Those of you who follow my blog can say that I am boring, but I can't help it - somehow GPU memory allocation became my thing, rather than shaders and effects, like most graphics programmers do. Some time ago I've written an article "Vulkan Memory Types on PC and How to Use Them" explaining what memory heaps and types are available on various types of PC GPUs, as visible through Vulkan API. This article is a Direct3D 12 equivalent, in a way.

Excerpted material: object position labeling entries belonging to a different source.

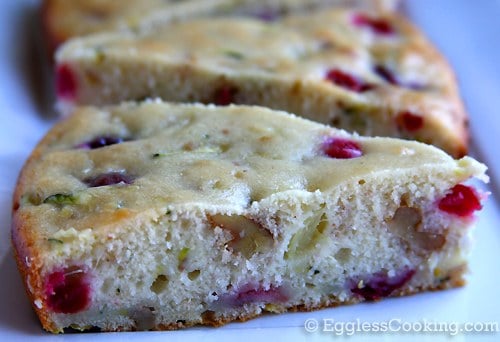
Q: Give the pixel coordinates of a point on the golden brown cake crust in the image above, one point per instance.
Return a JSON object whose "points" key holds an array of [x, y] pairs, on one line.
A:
{"points": [[35, 224]]}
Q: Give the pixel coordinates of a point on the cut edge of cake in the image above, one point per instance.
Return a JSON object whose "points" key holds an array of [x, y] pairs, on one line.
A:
{"points": [[383, 230]]}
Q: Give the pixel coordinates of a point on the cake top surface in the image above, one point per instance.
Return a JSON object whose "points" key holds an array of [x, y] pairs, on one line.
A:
{"points": [[383, 52], [358, 59], [67, 19], [101, 165]]}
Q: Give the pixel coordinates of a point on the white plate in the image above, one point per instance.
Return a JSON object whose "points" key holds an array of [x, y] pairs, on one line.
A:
{"points": [[468, 35]]}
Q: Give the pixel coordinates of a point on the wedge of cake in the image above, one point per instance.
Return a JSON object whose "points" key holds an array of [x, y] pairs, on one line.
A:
{"points": [[373, 75], [63, 19], [159, 216]]}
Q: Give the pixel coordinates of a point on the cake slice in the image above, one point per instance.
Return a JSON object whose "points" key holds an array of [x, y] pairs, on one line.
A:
{"points": [[373, 75], [159, 216], [63, 19]]}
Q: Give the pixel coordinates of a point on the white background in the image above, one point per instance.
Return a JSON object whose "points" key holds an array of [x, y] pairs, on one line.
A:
{"points": [[468, 34]]}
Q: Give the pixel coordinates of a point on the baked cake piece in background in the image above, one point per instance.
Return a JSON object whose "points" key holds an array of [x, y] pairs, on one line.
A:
{"points": [[377, 76], [159, 216], [63, 19]]}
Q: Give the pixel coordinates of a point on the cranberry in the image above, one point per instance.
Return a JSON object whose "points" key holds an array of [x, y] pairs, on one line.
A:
{"points": [[377, 25], [224, 95], [386, 74], [409, 121], [251, 295], [348, 81], [100, 142], [109, 178], [462, 200], [380, 285], [342, 148], [65, 82], [67, 290]]}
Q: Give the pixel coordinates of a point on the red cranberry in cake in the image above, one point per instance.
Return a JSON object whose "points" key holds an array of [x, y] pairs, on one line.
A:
{"points": [[348, 81], [386, 74], [101, 141], [66, 84], [68, 290], [409, 121], [380, 284], [341, 148], [377, 25], [110, 178], [462, 201], [224, 95]]}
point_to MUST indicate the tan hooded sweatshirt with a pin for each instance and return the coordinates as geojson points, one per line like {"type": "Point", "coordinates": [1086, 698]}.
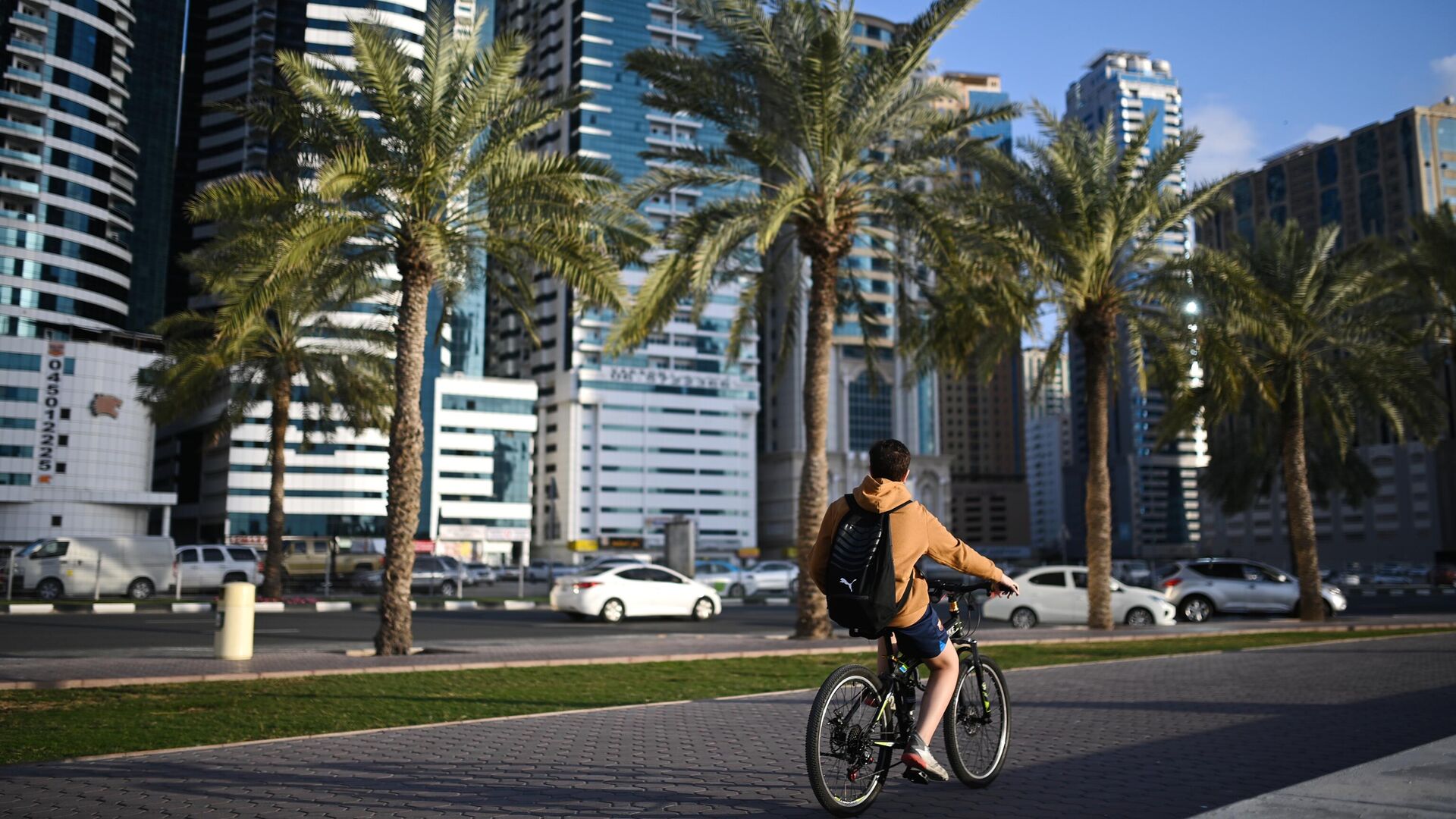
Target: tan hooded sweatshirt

With expressing memory types as they exist in hardware, D3D12 differs greatly from Vulkan. Vulkan defines a 2-level hierarchy of memory "heaps" and "types". A heap represents a physical piece of memory of a certain size, while a type is a "view" of a specific heap with certain properties, like cached versus uncached. This gives a great flexibility in how different GPUs can express their memory, which makes it hard for the developer to ensure he selects the optimal one on any kind of GPU. Direct3D 12 offers a fixed set of memory types. When creating a buffer or a texture, it usually means selecting one of the 3 standard "heap types":
D3D12_HEAP_TYPE_DEFAULT is intended for resources that are directly and frequently accessed by the GPU, so all render-target, depth-stencil textures, other textures, vertex and index buffers used for rendering etc. go there. It typically ends up in the memory of the graphics card.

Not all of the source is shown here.